Reputation: 20906

How does a crawler ensure a maximum coverage?

I read some articles on Web crawling and learnt the basics of crawling. According to them, the web crawlers just use the URLs retrieved by the other web pages and going through a tree (a mesh practically)

In this case how does a crawler ensures the maximum coverage. Obviously there may be a lot of sites that don't have referral links from other pages/sites. Does the search engines follow any other mechanisms other than crawling and manual registration? (i.e getting information from domain registries)

If they are just based on crawling, How should we select a good set of "Root" sites to begin crawling? (We have no way to predict the results. If we select 100 sites with no referel links the engine will come up with just 100 sites + their inner pages)

Upvotes: 4

Answers (3)

sharptooth

Reputation: 170499

There're no magic mechanism that would allow a crawler to find a site not referred to by any other site already crawled or not being manually added to the crawler.

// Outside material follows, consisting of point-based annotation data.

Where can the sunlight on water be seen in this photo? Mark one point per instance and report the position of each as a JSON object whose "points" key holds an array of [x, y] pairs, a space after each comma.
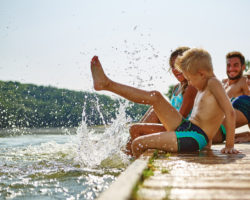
{"points": [[95, 149], [43, 164]]}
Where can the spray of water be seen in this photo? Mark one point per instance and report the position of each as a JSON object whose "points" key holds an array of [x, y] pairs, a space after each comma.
{"points": [[103, 148]]}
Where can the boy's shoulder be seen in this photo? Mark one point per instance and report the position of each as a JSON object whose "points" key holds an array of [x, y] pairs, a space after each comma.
{"points": [[213, 81]]}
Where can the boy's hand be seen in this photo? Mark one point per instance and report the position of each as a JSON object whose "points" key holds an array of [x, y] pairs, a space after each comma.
{"points": [[229, 150]]}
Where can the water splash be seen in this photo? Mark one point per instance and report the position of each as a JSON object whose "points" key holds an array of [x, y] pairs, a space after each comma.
{"points": [[104, 148]]}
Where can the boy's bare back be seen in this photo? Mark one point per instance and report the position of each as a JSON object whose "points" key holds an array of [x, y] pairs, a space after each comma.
{"points": [[207, 112]]}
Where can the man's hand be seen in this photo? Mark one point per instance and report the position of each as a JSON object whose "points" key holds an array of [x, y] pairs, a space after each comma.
{"points": [[229, 150]]}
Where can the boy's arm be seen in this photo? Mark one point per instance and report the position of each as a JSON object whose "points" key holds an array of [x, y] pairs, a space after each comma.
{"points": [[221, 97]]}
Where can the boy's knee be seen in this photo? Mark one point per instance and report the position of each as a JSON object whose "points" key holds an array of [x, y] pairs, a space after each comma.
{"points": [[155, 95], [133, 131], [137, 144]]}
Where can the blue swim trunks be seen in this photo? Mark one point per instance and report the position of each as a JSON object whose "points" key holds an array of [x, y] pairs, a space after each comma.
{"points": [[242, 103], [190, 137]]}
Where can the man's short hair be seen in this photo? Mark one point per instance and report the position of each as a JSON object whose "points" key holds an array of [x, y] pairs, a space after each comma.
{"points": [[238, 55]]}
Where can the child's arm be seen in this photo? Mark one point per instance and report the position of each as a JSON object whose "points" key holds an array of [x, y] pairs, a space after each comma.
{"points": [[220, 95]]}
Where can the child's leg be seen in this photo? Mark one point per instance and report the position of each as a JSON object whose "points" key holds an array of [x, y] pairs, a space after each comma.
{"points": [[141, 129], [242, 137], [168, 115], [165, 141]]}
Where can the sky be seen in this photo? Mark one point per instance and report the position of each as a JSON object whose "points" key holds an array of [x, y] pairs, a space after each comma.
{"points": [[51, 42]]}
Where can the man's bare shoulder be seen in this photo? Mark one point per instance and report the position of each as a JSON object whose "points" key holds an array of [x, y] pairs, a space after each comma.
{"points": [[213, 82], [224, 80]]}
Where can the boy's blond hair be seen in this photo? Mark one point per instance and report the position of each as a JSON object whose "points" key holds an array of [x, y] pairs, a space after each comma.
{"points": [[194, 59], [177, 52]]}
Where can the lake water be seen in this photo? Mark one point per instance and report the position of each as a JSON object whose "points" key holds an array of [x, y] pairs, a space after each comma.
{"points": [[60, 163]]}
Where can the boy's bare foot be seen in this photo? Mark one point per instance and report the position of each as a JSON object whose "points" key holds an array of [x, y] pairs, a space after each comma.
{"points": [[100, 80]]}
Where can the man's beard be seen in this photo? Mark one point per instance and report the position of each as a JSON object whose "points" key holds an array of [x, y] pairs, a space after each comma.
{"points": [[235, 77]]}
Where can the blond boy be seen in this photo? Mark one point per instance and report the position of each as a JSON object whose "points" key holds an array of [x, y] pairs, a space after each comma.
{"points": [[210, 107]]}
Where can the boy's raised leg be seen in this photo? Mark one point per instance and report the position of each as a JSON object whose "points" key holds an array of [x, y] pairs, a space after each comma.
{"points": [[165, 141], [168, 115]]}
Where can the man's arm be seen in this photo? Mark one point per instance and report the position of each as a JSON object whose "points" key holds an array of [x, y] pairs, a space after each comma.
{"points": [[221, 97]]}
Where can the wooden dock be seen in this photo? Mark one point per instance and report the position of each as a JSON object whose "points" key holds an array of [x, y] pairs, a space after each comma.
{"points": [[207, 174]]}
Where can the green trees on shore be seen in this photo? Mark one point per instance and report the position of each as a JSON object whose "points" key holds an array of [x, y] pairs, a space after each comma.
{"points": [[28, 105]]}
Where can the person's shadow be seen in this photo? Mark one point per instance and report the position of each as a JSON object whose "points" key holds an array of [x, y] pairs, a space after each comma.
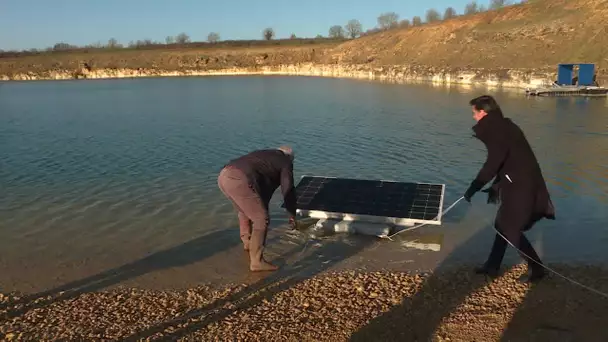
{"points": [[418, 316], [187, 253], [316, 262]]}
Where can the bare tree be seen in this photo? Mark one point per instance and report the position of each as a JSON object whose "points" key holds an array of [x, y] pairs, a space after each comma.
{"points": [[388, 20], [471, 8], [432, 16], [182, 38], [268, 33], [336, 31], [353, 28], [496, 4], [449, 13], [405, 23], [213, 37]]}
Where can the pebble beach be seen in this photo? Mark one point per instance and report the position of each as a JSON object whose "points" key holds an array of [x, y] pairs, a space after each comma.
{"points": [[447, 305]]}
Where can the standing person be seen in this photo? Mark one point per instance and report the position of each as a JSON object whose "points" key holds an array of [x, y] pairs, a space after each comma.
{"points": [[518, 184], [249, 182]]}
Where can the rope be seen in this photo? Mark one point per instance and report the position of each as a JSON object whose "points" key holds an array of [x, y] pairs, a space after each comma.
{"points": [[603, 294]]}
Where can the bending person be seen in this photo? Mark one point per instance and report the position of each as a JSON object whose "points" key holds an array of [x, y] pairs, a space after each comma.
{"points": [[249, 182], [518, 184]]}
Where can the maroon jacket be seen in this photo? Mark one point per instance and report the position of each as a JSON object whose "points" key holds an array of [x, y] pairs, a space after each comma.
{"points": [[266, 170], [518, 176]]}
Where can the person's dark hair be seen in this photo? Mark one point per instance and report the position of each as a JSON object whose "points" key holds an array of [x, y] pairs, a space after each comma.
{"points": [[487, 104]]}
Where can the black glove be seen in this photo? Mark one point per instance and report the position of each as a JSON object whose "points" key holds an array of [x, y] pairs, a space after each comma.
{"points": [[293, 223], [493, 196], [473, 188]]}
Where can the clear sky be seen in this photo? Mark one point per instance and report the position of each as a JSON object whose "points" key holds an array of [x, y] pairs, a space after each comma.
{"points": [[28, 24]]}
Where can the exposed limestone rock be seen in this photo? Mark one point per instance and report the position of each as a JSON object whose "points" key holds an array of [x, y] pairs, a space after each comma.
{"points": [[494, 78]]}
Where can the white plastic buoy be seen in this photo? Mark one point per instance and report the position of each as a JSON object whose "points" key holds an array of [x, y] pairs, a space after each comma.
{"points": [[354, 227]]}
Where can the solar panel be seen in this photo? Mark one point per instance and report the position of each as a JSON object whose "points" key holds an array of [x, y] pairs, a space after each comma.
{"points": [[399, 203]]}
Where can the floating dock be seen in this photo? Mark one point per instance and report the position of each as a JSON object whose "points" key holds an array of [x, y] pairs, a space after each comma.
{"points": [[571, 82], [568, 91]]}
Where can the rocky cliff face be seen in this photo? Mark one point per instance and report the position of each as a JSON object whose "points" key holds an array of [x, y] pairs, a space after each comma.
{"points": [[518, 46], [398, 73]]}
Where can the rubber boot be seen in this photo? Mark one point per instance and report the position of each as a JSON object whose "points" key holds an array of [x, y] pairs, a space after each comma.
{"points": [[256, 249]]}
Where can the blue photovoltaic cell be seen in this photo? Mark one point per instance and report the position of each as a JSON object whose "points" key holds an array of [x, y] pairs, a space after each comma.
{"points": [[369, 197]]}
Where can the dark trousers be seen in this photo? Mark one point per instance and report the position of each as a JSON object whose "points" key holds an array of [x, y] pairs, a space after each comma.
{"points": [[518, 239], [251, 209]]}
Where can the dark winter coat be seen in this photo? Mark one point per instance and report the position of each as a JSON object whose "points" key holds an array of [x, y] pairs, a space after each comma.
{"points": [[511, 162], [266, 170]]}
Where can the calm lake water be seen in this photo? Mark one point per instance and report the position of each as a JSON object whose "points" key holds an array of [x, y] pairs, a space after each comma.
{"points": [[119, 176]]}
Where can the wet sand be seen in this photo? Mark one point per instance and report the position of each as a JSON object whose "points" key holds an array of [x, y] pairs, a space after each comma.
{"points": [[447, 305]]}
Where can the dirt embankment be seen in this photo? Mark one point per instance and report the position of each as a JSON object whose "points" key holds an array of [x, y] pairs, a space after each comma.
{"points": [[516, 46]]}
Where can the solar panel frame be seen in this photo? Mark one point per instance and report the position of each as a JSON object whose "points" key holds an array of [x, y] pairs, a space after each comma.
{"points": [[399, 221]]}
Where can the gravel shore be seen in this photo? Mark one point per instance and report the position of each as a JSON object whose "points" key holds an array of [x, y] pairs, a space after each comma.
{"points": [[449, 305]]}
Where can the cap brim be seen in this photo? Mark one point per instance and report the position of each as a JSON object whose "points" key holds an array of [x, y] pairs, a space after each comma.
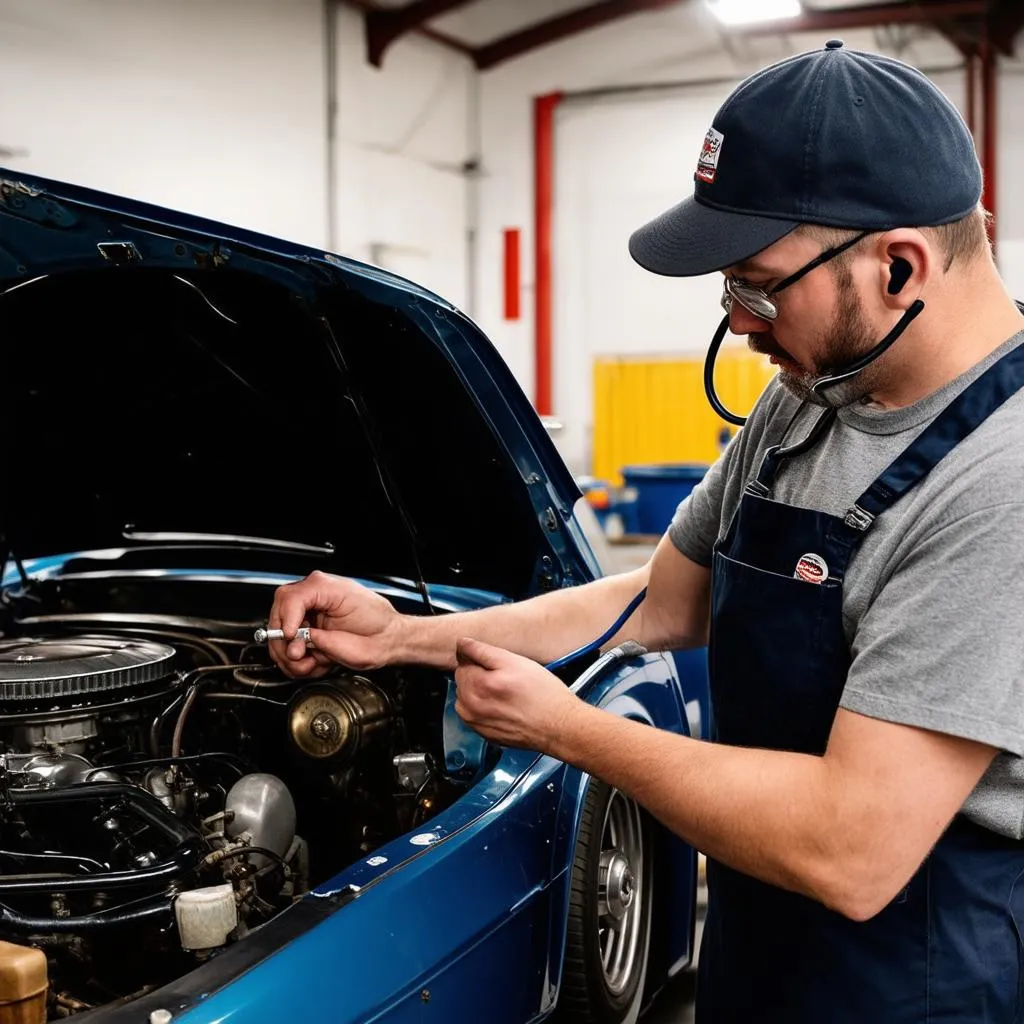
{"points": [[692, 239]]}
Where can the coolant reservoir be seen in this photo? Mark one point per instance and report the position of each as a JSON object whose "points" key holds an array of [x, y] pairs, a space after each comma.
{"points": [[206, 916], [23, 984]]}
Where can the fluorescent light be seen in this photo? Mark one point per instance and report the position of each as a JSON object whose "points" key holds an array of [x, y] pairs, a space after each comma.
{"points": [[752, 11]]}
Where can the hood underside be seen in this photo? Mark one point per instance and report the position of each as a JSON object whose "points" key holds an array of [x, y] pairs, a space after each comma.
{"points": [[167, 375]]}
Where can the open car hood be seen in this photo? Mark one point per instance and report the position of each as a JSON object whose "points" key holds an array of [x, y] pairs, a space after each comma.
{"points": [[167, 375]]}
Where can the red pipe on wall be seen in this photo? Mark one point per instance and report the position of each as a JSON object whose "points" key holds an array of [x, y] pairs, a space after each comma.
{"points": [[512, 284], [971, 99], [544, 189], [989, 89]]}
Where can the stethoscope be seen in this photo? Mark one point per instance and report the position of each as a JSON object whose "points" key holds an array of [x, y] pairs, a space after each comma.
{"points": [[822, 383]]}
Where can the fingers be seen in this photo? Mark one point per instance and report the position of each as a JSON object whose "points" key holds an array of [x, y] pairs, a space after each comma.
{"points": [[294, 601]]}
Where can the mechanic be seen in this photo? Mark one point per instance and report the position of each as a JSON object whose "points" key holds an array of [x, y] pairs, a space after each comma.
{"points": [[855, 553]]}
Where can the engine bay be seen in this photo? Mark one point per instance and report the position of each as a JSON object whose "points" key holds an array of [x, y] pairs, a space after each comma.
{"points": [[165, 791]]}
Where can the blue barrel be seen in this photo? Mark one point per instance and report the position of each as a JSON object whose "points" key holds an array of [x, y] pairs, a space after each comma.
{"points": [[659, 488]]}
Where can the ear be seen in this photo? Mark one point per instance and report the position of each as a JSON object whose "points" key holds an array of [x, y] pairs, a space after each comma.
{"points": [[906, 261]]}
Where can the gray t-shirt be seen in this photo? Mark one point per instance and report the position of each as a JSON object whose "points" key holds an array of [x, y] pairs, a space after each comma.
{"points": [[933, 602]]}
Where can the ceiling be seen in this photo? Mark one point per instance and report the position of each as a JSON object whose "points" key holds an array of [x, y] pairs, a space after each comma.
{"points": [[492, 32]]}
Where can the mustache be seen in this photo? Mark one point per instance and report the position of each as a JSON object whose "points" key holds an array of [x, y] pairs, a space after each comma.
{"points": [[765, 344]]}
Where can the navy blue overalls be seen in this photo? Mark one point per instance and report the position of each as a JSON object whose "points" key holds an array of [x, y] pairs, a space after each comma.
{"points": [[948, 948]]}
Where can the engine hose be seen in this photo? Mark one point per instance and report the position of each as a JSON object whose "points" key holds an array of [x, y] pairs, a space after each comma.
{"points": [[166, 870], [142, 803], [159, 912], [185, 857]]}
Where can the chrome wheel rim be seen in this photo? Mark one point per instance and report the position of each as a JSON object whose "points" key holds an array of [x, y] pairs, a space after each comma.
{"points": [[620, 892]]}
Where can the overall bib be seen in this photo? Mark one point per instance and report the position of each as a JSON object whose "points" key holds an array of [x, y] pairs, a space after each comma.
{"points": [[948, 947]]}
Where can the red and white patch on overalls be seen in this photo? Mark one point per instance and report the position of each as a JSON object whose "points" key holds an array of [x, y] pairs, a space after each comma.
{"points": [[811, 568]]}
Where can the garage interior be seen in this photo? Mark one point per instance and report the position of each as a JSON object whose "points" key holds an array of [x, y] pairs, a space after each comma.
{"points": [[499, 153]]}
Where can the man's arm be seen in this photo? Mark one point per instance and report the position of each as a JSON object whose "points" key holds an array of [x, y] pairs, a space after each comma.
{"points": [[355, 627], [848, 828]]}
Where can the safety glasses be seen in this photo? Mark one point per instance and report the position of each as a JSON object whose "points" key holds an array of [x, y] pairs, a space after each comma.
{"points": [[761, 302]]}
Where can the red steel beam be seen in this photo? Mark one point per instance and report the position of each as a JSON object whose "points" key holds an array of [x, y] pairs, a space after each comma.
{"points": [[560, 27], [384, 26], [368, 6], [544, 194], [867, 16]]}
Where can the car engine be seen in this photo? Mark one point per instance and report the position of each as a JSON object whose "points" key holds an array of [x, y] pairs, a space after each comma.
{"points": [[164, 792]]}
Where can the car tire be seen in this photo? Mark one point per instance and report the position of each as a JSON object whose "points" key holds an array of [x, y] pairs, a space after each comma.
{"points": [[610, 901]]}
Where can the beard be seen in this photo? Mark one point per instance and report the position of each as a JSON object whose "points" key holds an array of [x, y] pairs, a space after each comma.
{"points": [[845, 340]]}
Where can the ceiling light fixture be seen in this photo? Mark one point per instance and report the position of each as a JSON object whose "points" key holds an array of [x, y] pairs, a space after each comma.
{"points": [[734, 12]]}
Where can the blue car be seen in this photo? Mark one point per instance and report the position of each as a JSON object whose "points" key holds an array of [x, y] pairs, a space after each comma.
{"points": [[195, 415]]}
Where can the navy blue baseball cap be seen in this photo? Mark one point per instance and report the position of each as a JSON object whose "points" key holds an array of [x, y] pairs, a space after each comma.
{"points": [[835, 136]]}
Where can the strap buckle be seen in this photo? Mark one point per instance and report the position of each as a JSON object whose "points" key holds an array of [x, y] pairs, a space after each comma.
{"points": [[858, 518]]}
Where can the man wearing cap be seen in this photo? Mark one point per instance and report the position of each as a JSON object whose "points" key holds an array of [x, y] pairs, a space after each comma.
{"points": [[855, 555]]}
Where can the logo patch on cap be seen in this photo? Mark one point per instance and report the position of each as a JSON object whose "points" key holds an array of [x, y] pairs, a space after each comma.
{"points": [[710, 152], [811, 568]]}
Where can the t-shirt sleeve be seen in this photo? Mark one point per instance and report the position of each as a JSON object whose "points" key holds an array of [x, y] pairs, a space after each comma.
{"points": [[699, 519], [942, 644], [695, 525]]}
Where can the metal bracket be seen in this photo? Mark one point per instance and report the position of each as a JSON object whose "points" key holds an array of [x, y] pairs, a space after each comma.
{"points": [[858, 518]]}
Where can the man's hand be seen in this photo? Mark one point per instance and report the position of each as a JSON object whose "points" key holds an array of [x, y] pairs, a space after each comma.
{"points": [[509, 698], [349, 625]]}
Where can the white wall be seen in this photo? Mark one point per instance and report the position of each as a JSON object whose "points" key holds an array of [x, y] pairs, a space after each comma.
{"points": [[221, 109], [624, 159], [404, 133], [215, 109]]}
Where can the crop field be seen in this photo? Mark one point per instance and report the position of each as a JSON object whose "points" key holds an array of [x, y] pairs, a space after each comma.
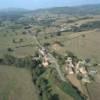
{"points": [[16, 84]]}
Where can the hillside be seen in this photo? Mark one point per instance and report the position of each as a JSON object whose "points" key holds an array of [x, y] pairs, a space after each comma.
{"points": [[16, 84], [77, 10]]}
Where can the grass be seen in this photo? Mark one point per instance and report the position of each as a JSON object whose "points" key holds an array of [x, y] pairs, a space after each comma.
{"points": [[16, 84]]}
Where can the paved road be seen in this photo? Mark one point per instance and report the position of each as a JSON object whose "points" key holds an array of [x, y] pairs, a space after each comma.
{"points": [[57, 67]]}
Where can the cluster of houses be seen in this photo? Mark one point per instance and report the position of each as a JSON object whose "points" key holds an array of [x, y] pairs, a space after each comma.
{"points": [[45, 60], [78, 68]]}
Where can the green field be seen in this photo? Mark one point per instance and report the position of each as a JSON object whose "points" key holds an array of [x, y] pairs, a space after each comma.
{"points": [[16, 84]]}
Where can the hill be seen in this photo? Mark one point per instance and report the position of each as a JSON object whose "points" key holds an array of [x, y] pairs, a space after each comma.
{"points": [[77, 10]]}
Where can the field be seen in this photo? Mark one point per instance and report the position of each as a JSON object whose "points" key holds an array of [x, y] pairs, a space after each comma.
{"points": [[16, 84]]}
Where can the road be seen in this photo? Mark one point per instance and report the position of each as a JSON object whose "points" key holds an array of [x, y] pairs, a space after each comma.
{"points": [[57, 67]]}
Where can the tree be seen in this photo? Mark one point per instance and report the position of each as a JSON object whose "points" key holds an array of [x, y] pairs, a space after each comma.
{"points": [[54, 97]]}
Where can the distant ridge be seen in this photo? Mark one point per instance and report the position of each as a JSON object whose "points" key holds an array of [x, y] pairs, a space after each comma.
{"points": [[93, 9]]}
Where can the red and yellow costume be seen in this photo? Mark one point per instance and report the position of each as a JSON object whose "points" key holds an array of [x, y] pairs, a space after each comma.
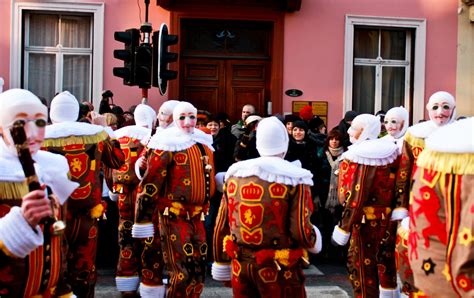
{"points": [[132, 141], [87, 148], [263, 228], [441, 239], [366, 190], [413, 145], [31, 260], [174, 195]]}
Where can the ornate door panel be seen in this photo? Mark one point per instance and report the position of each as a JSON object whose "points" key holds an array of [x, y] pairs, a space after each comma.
{"points": [[203, 83], [225, 64], [246, 83]]}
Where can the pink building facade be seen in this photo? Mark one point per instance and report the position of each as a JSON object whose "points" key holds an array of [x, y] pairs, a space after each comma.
{"points": [[367, 55]]}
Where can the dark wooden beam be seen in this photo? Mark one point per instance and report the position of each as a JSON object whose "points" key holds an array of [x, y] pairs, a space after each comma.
{"points": [[286, 5]]}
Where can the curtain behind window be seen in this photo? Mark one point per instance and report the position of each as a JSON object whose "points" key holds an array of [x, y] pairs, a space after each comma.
{"points": [[58, 43]]}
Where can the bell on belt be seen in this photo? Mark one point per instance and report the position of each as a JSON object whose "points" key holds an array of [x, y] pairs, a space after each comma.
{"points": [[58, 227]]}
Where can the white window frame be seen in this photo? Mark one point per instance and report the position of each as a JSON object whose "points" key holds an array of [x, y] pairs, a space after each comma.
{"points": [[97, 11], [419, 25]]}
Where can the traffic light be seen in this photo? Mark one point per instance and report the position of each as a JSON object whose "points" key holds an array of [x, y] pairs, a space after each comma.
{"points": [[131, 39], [143, 57], [162, 58]]}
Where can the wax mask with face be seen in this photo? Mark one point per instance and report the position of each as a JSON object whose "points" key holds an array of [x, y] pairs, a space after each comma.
{"points": [[165, 113], [144, 116], [22, 106], [185, 116], [441, 108], [364, 127], [396, 122]]}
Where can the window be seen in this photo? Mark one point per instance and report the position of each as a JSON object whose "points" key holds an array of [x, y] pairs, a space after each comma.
{"points": [[381, 69], [57, 47], [58, 54], [384, 65]]}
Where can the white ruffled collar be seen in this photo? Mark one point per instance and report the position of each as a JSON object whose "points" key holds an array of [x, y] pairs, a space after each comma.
{"points": [[397, 141], [271, 169], [174, 139], [67, 129], [51, 169], [376, 152], [423, 130], [140, 133], [453, 138]]}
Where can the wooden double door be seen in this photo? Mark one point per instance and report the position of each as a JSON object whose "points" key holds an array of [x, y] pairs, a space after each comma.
{"points": [[225, 65], [225, 85]]}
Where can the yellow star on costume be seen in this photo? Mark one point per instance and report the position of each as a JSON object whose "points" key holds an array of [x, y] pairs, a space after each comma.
{"points": [[446, 272], [465, 236]]}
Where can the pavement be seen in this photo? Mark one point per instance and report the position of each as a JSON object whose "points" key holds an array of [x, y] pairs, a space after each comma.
{"points": [[323, 281]]}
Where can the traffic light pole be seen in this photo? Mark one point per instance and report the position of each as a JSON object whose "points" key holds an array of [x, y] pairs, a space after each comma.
{"points": [[146, 28]]}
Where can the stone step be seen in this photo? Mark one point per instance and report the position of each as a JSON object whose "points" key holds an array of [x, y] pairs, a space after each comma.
{"points": [[215, 291], [106, 286]]}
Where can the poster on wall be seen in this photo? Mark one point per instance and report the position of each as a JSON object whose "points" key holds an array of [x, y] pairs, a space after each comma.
{"points": [[320, 108]]}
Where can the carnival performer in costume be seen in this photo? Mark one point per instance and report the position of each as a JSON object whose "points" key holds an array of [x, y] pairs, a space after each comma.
{"points": [[263, 229], [31, 255], [366, 190], [175, 190], [165, 120], [441, 249], [396, 124], [87, 148], [441, 110], [133, 140], [165, 114]]}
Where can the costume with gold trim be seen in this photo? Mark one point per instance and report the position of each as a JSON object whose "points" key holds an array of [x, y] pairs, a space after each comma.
{"points": [[441, 237], [133, 140], [174, 195], [88, 148], [263, 228], [413, 145], [31, 259], [366, 190]]}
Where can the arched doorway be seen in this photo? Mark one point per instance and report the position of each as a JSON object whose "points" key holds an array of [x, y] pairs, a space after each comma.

The crawler only traverses the graph of links starting with a set of manually registered - and therefore predefined - roots. Everything that is off the graph will be unreachable to the crawler - it will have no means for finding this content.

Upvotes: 1

Michael Borgwardt

Reputation: 346270

Obviously there may be a lot of sites that don't have referral links from other pages/sites.

I don't think this really is as big a problem as you think.

Does the search engines follow any other mechanisms other than crawling and manual registration? (i.e getting information from domain registries)

None that I heard of.

If they are just based on crawling, How should we select a good set of "Root" sites to begin crawling?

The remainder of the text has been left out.